For several years I have visited the Trait d’Union tasting and tried the wines of Roger Coulon. It houses the likes of Selosse, Jacquesson and Jerome Prevost, among others. It sits among many other tastings in what has become ‘Champagne week’ in April of each year. These tastings are usually quite rushed affairs and don’t allow you to get a true understanding of what a producer can do and I often find myself overlooking wines like Roger Coulon.
So it was to this year that the doors of Trait d’Union were opened and I found myself in front of Isabelle Coulon and the wines of Roger Coulon. Too often had I ignored them. Not this time! She spent 15-20 minutes discussing the terroir of the village of Vrigny in the North-Western part of the Montaigne de Reims whilst I tasted Esprit de Vrigny and it suddenly all clicked. The blend of Chardonnay, Pinot Noir and Meunier all on different soils and vinified in oak creates this wonderfully layered palate. You get everything from it. A kaleidoscope of a wine. I had to make a visit to discover more…
Isabelle and Eric Coulon are 8th generation growers in Vrigny working 11 hectares split into 100 parcels. The exposition of the village is interestingly East, similar Isabelle tells me to the Cote de Blancs. They work more with nature but are not organic. In the winery they try to press each parcel separately and use natural yeast for the first fermentation. Sulphites are being reduced throughout the range. Old oak barrels are used throughout, some kept from the time of Eric’s grandfather. Pressure is reduced in the bottle, down to 4.5 bar and alcohol reduced to 11.5.
Their collection is split into two:
Reference; a knowledge of previous generations.
Reserve de L’Hommee refers to the unit of measurement that denotes the amount of land one person can work in one day, 3.3 acres. It was abolished in the time of Napolean as the area differed throughout the various different wine regions. The cuvee is a blend of all three grapes from the oldest terroirs of Vrigny. The Chardonnay is vinified in oak, although this is year dependent. In the blend tried, 2010/11 you notice this lovely delicate oak weight on the nose along with grapefruit and peach. The palate is delightfully creamy, due to the reduced pressure, and wonderfully sweet. It is an elegant style. The finish is all about the minerality and sugar. So well balanced.

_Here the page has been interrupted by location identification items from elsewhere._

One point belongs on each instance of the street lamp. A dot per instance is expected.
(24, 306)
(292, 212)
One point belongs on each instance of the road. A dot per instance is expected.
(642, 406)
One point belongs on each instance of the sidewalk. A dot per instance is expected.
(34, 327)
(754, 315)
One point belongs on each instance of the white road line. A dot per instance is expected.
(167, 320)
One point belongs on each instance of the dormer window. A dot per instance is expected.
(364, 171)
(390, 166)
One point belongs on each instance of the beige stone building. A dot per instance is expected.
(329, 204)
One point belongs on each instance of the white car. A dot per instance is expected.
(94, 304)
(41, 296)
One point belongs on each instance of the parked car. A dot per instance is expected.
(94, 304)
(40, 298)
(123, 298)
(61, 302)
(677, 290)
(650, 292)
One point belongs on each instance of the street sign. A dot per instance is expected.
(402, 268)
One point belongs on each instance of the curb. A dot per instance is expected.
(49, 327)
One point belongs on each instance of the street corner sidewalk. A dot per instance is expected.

The vintage on show at present is 2007. It is a blanc de noirs made up of a 50/50 blend of Pinot Noir and Meunier. Sweet toffee and hazelnut hit you on the nose and you given one of the most beautiful introductions on the palate. So clean and crisp. Perfect. The fruit is delivered at the end of the palate. The wine has not undergone malolactic or filtration and you feel this of the finish. Minerality is impressive along with a touch of brioche.
The wine of the range for me though has to be Esprit de Vrigny. A blend of all three in Vrigny, Chardonnay on Chalk, Pinot Noir on Clay and Meunier on Sand. All vinified in oak. No sugar. The nose is a smorgasbord of tropical and farm fruits. The palate lifts beautifully with an impressive mineral drive. Peach, apricot and red apple then hints of fig and then it leaps to orange. I love the play between freshness and oxidative note. So well done.
The very old barrels are used to produce a wine that is an homage to Eric’s grandfather. Heritage is an 80/20 blend of Chardonnay and Meunier. The wine tasted was 2004/05 which made it 11 years young! The nose is all fig and brioche. The palate superbly fresh and again that delicate mousse. There is a touch of tobacco and more forest fruit notes with air. A delightful oxidative style that again has that perfect balance of freshness.
These are wines that make you think. So well made that you can lose yourself in them easily but also superbly fruity and drinkable that you can just find that you’ve finished your glass before you know it. What a great find!
Region: La Montagne de Reims
Contact: Isabelle Coulon
Cuvée De Prestige:
Bottles produced: 95000
Style: Fruity, complex, oxidative.
Vinification: Presses each parcel seperately, uses natural yeast, reducing sulphites throughout range, old barrels some kept from grandfather, 4.5 bar, decreased alcohol 11.5 degrees.
Viticulture: Not organic, no chemicals.